Wohnungen verkaufen sich, als ob es kein Morgen gäbe. Viele Marktteilnehmer stöhnen schon ob der Tatsache, dass die Hamsterkäufe der Kapitalflüchtlinge in den Wohnungsmarkt jegliche Möglichkeit für renditeträchtige Geschäfte verhinderen. Und am Büromarkt wird genau das gegenteilige Bild gezeichnet. Rien ne va plus, die Neuvermietungen gibt´s ohnehin nicht, und die Verschiebungen von einer Adresse zur anderen sind nur mit höchsten wirtschaftlichen Anstrengungen aller Beteiligten zu bewerkstelligen. Beides Situationen, über die oft gejammert wird, und die auch gleich zum Anlass genommen werden, nicht zu werben.

Schon Nestroy, Raimund und deren Vorgänger haben ihre Protagonisten darüber schwadronieren lassen, dass die Welt nimmer lang steht. Weil wir Österreicher – und im speziellen wir Wiener – das Raunzen zu einer eigenen Disziplin erhoben haben, in der wir mindestens so erfolgreich sind, wie im Super G (in dem Fall die Rest-Österreicher, nicht die Wiener).

Aber, Überraschung!  (Auch in mir steckt ein Nostradamus mit Maya-Vorfahren) Die Welt dreht sich weiter! Und am Ende werden jene Oberwasser haben, die Chancen beim Schopf packen, nach neuen innovativen Lösungen suchen, wendig und flexibel sind – sich ändernde Rahmenbedingungen eben nicht als enges einschnürendes Korsett sondern als Plattform für den Erfolg sehen.

Und natürlich der Welt und vor allem ihren Kunden und potenziellen Kunden davon erzählen. Ohne mit den altbekannten Sprichworten langweilen zu wollen, aber der Tod eines Unternehmens oder einer Idee wird  zwar durch Kommunikation auch nicht garantiert vermieden, ohne Werbung und PR ist er aber umso sicherer.

Ich glaube, dass wir uns auf eine lange Zeit der Unsicherheit einstellen müssen. Umso wichtiger ist es, als Unternehmen mit seinen Produkten und Dienstleistungen Fels in der Brandung zu sein und Vertrauen zu vermitteln: Vertrauen in die agierenden Menschen und in die angebotenen Lösungen. Dem „Everything goes“ und damit auch dem Gießkannenprinzip in der Kommunikation haben wir alle ohnehin schon abgeschworen. Aber die zarten Pflänzchen durch Werbung zu hegen und zu pflegen – das sollten wir nicht vernachlässigen.

Freitag, 21. Oktober 2011

Servietten, Zahlen und Immobilien

Bitte, ich glaub ja nicht dran. Wenn mich jemand nach meinem Sternzeichen fragt, werd ich skeptisch. Und Wünschelruten, Maya Voraussagen und vieles mehr sind auch nicht so meins. Oder waren. Vor kurzem saß ich mit einer guten Freundin beim Abendessen. Sie ist Fotografin, macht PR, Kinesiologie und eben auch – Numerologie.

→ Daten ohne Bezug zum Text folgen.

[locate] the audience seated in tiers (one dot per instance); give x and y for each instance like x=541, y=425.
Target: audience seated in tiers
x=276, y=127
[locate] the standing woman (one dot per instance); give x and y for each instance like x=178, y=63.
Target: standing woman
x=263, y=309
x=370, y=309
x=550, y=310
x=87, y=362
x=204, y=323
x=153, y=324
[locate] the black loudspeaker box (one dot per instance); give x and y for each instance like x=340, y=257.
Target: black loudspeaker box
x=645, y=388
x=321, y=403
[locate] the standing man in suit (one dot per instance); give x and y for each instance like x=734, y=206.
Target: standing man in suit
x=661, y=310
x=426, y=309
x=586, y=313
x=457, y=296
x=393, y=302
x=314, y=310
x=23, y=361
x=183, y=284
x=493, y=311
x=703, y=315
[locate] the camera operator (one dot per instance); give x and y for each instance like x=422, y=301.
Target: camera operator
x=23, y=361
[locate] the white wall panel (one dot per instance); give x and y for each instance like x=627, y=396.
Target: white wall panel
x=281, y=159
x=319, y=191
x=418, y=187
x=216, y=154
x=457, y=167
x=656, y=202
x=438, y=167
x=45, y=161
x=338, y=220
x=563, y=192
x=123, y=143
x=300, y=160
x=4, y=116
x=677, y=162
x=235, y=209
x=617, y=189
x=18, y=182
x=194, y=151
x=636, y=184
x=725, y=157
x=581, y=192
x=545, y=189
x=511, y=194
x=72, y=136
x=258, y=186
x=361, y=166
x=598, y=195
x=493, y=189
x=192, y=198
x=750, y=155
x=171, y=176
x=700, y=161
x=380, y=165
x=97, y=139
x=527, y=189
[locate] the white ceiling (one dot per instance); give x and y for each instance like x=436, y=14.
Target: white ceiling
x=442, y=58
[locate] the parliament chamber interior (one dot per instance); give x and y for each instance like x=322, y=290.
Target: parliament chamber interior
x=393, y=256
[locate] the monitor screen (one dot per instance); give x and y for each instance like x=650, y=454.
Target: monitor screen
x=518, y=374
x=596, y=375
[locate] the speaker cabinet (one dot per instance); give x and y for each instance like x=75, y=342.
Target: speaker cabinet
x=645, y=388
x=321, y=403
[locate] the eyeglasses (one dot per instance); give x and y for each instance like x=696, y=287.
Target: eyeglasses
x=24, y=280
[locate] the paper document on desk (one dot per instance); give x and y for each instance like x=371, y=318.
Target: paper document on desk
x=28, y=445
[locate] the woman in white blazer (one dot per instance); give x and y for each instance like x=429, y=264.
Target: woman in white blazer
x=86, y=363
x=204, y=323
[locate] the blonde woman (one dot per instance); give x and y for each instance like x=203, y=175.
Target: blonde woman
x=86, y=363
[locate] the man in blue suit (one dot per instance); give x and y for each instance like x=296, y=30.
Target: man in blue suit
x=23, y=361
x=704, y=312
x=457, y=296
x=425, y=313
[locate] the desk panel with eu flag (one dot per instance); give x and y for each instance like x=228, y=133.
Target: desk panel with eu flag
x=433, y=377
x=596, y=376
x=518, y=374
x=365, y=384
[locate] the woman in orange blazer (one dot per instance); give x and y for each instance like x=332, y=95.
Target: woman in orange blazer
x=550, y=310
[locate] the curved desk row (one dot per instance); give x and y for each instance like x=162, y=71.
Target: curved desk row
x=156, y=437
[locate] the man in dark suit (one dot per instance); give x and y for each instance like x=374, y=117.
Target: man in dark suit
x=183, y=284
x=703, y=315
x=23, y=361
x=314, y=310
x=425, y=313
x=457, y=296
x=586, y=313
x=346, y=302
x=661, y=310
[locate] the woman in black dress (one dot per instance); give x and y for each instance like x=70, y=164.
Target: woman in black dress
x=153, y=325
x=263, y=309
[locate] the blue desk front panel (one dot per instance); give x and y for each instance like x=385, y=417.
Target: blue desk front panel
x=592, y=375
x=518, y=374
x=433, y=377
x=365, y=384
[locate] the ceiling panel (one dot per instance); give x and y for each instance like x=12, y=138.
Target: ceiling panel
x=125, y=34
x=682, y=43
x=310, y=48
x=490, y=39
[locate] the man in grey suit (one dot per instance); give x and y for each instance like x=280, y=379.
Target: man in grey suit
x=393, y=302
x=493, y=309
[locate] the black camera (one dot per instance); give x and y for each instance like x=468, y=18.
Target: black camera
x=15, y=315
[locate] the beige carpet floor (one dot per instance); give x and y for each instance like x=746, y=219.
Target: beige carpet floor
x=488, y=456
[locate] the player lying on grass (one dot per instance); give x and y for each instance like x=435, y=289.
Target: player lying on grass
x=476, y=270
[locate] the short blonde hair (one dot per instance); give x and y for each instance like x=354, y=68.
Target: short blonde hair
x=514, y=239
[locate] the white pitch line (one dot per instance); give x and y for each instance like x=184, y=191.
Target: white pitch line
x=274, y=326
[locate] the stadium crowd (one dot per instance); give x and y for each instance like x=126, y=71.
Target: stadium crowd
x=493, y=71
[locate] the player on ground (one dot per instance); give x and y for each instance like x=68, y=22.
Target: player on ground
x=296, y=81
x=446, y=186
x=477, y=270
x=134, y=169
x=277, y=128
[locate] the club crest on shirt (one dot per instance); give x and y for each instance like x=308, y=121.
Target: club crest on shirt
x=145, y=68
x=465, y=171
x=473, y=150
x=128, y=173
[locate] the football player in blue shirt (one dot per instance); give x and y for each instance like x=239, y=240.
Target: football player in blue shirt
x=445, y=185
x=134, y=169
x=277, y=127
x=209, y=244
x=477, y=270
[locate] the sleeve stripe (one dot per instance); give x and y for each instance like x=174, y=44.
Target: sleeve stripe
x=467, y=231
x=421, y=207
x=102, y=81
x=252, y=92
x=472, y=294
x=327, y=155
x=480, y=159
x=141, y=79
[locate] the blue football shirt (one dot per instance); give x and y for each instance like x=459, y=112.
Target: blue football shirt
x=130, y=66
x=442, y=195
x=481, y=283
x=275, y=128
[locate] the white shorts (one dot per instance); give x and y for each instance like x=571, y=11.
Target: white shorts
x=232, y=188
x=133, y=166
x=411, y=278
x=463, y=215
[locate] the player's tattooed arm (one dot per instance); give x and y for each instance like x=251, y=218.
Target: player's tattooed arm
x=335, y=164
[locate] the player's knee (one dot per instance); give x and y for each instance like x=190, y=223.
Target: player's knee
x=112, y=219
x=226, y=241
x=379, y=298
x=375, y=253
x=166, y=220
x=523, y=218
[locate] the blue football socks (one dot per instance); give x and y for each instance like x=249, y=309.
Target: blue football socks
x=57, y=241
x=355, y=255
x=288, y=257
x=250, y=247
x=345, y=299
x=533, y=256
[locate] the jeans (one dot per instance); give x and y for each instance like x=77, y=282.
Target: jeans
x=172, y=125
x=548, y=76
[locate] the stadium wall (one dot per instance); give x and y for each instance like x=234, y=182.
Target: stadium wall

Angestachelt durch die typisch männliches Skepsis, nimmt Sie eine Serviette, fragt mich nach meinem Geburtsdatum und noch ein paar andere Sachen, und erzählt mir mein Leben. Vieles davon war wahr, manches hinterfragenswert, jedenfalls aber war´s unterhaltsam.

Weil ich nicht anders kann, war die Frage unvermeidlich, ob das auch bei Immobilien funktioniert. Ein entrüstetes „Natürlich!!“´und ein paar Servietten später lag klar auf der Hand, welche Immobilien erfolgreich sind und welche eben nicht. Wenn man dran glaubt. Der Wiener Stephansdom beispielsweise ist ein extrem intensiver Kraftort mit langer Beständigkeit, aber auch vielen Herausforderungen ausgesetzt (vielleicht hat ja der Baumeister bei der Wahl des Platzes auch nicht nur auf den lieben Gott gehört ;-).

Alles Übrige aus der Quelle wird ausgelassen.